Christian: Wobei man natürlich schon sagen muss, dass gerade die Melodien – liegt ja wahrscheinlich ein bisschen in der Natur der Sache – viel von Konstantin als Sänger kommen, weil er sie eben auch singt. Wir schreiben aber auch gerne mit anderen Leuten zusammen, haben da ein Team in Hamburg in den Boogie Park Studios. Das ist oft ein schönes Teamwork, wo jeder seinen Teil dazu beisteuert.
Stanfour im Interview über die Entstehung ihres Bandnamens
Blicken wir nochmal kurz in die Vergangenheit. Die Band ist so ein bisschen auch in den USA entstanden, oder? Wie lief das damals ab?
Konstantin: Die Band ist eigentlich auf Föhr entstanden. Wir haben uns kennengelernt in Hamburg. Ich glaube, was du wahrscheinlich meinst, hat etwas mit dem Namen zu tun. Mit dem Starbucks-Becher. Es gab diese ominöse Geschichte – die übrigens wir gestreut haben (lacht). Im Prinzip haben wir uns über einen gemeinsamen Freund kennengelernt, der jetzt auch auf Föhr wohnt. Was wir musikalisch gut fanden, hat viel mit Amerika, viel mit amerikanischer/englischer Musik zu tun gehabt.
Wollt ihr nochmal auf die ominöse Geschichte des Bandnamens eingehen?
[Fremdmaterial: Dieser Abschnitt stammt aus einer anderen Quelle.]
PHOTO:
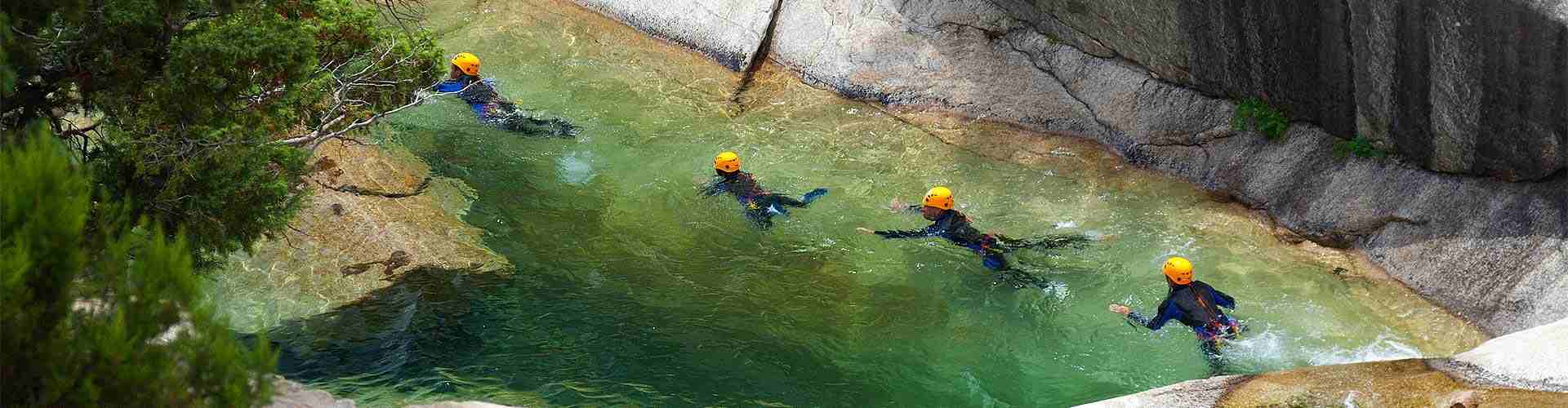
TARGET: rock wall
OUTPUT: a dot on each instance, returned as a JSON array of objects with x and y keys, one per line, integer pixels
[
  {"x": 726, "y": 30},
  {"x": 1487, "y": 250},
  {"x": 1457, "y": 85},
  {"x": 1493, "y": 374}
]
Christian: Die Wahrheit ist eigentlich relativ langweilig und banal, deswegen haben wir sie wahrscheinlich nie erzählt (lacht). Es ist tatsächlich so, irgendwann brauchst du als Band ja einen Namen und Konstantin wurde eben in Amerika immer ‘Stan’ genannt. Und das war dann ein bisschen der Anschub. Zusätzlich waren wir in der Gründungsphase damals noch zu viert. Somit wurde es dann Stanfour. Und dabei ist es schließlich geblieben.
Ihr wart damals ziemlich schnell ziemlich erfolgreich und schließlich auch mit den Backstreet Boys auf Tour. Woran erinnert ihr euch am liebsten?
Konstantin: Tatsächlich gibt es viele Erinnerungen und verschiedenste Geschichten, die wir erlebt haben. Aber so generell, wenn ich zurückdenke, war das einfach eine tolle Tour und die Jungs von den Backstreet Boys waren mehr als nett. Das war für uns eine total gute Erfahrung. Das Publikum war auch total offen und nett. Als Supportband, oder wenn man generell vor jemandem spielt oder eröffnet, ist es immer schwierig. Man weiß nie genau: Wie reagiert das Publikum? Es kann sein, dass keiner einen Mucks gibt. Es kann sein, dass Bierflaschen fliegen. Aber da war das Publikum wirklich sehr, sehr offen. Wir hatten sehr viel Spaß. Für uns war es durchweg eine gute und positive Erfahrung.
Gibt es einen Sänger oder Songwriter, mit dem ihr in Zukunft gerne einmal zusammenarbeiten würdet?
Konstantin: Ich glaube, wir können mit vielen Musikern zusammenarbeiten. Ob es dann gut ist und Spaß macht, sieht man dann, wenn man zusammen in einem Raum sitzt und Musik zusammen macht. Aber generell können wir uns das durchaus mit verschiedenen Leuten vorstellen. Wir haben ja in der Vergangenheit auch immer beim Songwriting mit verschiedenen Leuten zusammengearbeitet. Also im Prinzip sind wir relativ offen. Und jetzt schauen wir mal, was noch so kommt.